Tom Ewing’s Top 100 Singles Of The 90s

It was raining, and I’d just been dumped – good time to get into the Palace Brothers, I reckoned. “Come In”, An Arrow’s lead track, did the business: a minor miracle of economy and despair. A mess of low graveyard strings, lachrymose and ghostly steel guitar, regretful brushed drumming and Will Oldham’s measured, mannered voice, somehow pulling itself together into a song. Oldham takes it mostly numb and blackhearted, faltering only sometimes and breaking never: it’s one of his best and gloomiest vocals, the relatively structured music stopping him just wandering off down some archaic verbal cul-de-sac.

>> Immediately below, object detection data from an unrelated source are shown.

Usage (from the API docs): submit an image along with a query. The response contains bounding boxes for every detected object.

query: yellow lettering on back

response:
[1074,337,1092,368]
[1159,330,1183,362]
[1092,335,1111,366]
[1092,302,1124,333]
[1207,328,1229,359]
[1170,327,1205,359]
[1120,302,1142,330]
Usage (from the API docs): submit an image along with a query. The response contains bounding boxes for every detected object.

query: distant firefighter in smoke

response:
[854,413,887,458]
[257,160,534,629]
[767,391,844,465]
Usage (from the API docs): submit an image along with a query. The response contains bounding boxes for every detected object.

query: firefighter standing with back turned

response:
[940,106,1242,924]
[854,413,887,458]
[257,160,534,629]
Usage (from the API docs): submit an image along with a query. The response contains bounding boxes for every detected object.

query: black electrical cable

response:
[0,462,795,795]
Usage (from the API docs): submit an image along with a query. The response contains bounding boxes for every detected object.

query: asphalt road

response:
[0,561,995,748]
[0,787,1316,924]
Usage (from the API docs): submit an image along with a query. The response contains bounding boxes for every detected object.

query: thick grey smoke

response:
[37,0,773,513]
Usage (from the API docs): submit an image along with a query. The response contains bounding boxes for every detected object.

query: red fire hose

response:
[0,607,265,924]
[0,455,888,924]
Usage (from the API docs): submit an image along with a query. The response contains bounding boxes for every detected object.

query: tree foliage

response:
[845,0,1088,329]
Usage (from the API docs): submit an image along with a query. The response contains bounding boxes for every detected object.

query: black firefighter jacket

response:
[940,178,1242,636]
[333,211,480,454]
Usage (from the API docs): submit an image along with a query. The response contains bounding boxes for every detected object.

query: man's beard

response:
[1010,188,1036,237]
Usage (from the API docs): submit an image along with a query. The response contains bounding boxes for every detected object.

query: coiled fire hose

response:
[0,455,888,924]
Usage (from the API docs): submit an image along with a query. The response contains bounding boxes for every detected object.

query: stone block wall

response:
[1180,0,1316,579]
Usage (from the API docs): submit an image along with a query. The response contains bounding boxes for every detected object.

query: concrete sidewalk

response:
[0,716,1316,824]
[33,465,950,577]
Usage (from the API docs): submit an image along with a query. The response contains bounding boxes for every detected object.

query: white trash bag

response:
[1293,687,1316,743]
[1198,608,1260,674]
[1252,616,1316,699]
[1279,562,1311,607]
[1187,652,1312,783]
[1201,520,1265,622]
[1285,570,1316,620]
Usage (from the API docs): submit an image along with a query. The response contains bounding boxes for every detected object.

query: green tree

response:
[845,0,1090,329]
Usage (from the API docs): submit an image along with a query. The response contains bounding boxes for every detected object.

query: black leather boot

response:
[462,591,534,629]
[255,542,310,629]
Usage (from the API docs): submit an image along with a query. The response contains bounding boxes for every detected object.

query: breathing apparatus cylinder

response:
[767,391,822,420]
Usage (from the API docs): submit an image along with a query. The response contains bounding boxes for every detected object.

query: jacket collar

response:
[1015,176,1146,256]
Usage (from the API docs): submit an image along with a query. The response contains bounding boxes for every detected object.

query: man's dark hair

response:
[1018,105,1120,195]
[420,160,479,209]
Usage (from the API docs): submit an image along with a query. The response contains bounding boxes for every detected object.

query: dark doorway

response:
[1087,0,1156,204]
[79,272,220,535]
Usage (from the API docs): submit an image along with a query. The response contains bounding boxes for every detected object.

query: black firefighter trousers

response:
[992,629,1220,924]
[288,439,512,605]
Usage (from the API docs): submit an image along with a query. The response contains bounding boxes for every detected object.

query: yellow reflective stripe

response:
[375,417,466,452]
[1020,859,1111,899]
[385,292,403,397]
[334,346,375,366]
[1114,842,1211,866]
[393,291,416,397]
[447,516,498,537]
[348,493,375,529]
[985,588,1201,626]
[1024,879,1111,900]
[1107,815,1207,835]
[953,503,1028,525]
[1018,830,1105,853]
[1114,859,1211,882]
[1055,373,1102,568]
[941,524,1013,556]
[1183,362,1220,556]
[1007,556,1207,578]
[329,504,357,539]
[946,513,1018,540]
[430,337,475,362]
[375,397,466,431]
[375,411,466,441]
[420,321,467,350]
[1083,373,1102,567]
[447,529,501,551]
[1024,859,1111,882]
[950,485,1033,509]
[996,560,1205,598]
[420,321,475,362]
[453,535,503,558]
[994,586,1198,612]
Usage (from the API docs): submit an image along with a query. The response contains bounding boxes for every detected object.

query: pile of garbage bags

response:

Oldham breaks through the authenticity barrier which prevents full-on enjoyment of most by playing the deliberate weirdo: an over-educated innovator with a hillbilly voice and a penchant for language so fastidious and elemental it’s almost Biblical. Even when his records are just irritating workings-out of this schtick, his intelligence demands respect. “Come In” was the start of a winning streak for him, some increasingly excellent records culminating in his scarifying backwoods drum-machine masterpiece Arise, Therefore. It’s maybe my favourite Oldham song, in fact, and mostly for the music and the memories. The way its deep swell of gloom finally breaks into a brief piano melody, dignified but hopeless; the way it gave me a workable map of heartbreak at a time when direction was a scarce commodity. You needn’t agree, but then again, you might.